Caltech and UCSD jointly propose to implement a prototype Tier2 center in September 2000. As discussed at the US CMS Collaboration Meeting in May 2000, at the recent DOE Review of Software and Computing, and during the Hoffmann Review of LHC Computing, Tier2 centers are an important part of the distributed data analysis model (comprising approximately one-half of US CMS’ proposed computing capability) that has been adopted by all four LHC Collaborations. The use and management of the regional centers requires the use of “Data Grid” tools, some of which are already under development in CMS1. The prototype system, and the coordination of its operation with CERN and Fermilab for production and analysis, will provide a testing ground for these tools.
A cost effective candidate configuration for the prototype has already been developed, consisting of Linux rackmounted computational servers, medium scale data servers and network interfaces that have been demonstrated to provide high I/O (100 Mbyte/sec range) throughput, and a few-Terabyte RAID array as a nearline data store for simulated, reconstructed and analyzed events.
The prototype center will be located at the Caltech Center for Advanced Computing Research (CACR) and the San Diego Supercomputer Center (SDSC).
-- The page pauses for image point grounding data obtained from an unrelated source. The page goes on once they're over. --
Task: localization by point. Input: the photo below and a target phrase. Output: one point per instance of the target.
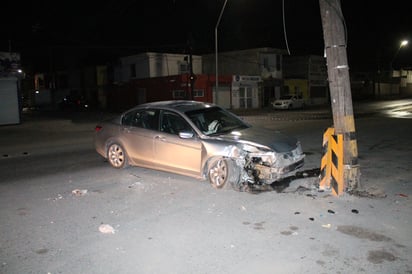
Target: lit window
(198, 93)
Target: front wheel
(221, 171)
(116, 156)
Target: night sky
(73, 33)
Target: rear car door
(139, 127)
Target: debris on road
(106, 229)
(79, 192)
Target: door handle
(161, 138)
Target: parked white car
(289, 102)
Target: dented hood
(275, 140)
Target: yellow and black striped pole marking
(332, 168)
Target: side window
(143, 119)
(173, 123)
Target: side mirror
(186, 134)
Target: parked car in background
(198, 139)
(288, 102)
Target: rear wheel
(221, 171)
(116, 156)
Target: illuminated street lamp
(401, 45)
(217, 25)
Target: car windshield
(215, 120)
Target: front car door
(174, 153)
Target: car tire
(221, 171)
(116, 155)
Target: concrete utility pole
(339, 84)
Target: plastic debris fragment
(106, 229)
(79, 192)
This will allow us to leverage the existing large scale HPSS tape storage systems; system software installed and being developed in association with the Particle Physics Data Grid (PPDG), ALDAP and GriPhyN projects; as well as the manpower located at each of these facilities.
The CALREN OC-12 (622 Mbps) California regional network and the NTON dark fiber link interconnecting CACR and SDSC will be used to test distributed center operations at speeds characteristic of future networks (0.6 – 2.5 Gbps). In the future we could also consider the use of CALREN or its successor (and/or NTON) to include more California sites, such as UC Davis, UC Riverside and UCLA.
At the January 2000 DOE/NSF review of CMS and ATLAS Software and Computing, the agencies requested that we begin to better define the roles and responsibilities of Tier2 centers relative to the Tier0 center at CERN, and the Tier1 center at Fermilab. The prototype will serve as a testbed for defining the Tier2’s roles and its modes of operation. The Abilene and ESNet networks as well as the US-CERN link will be used to support these tests.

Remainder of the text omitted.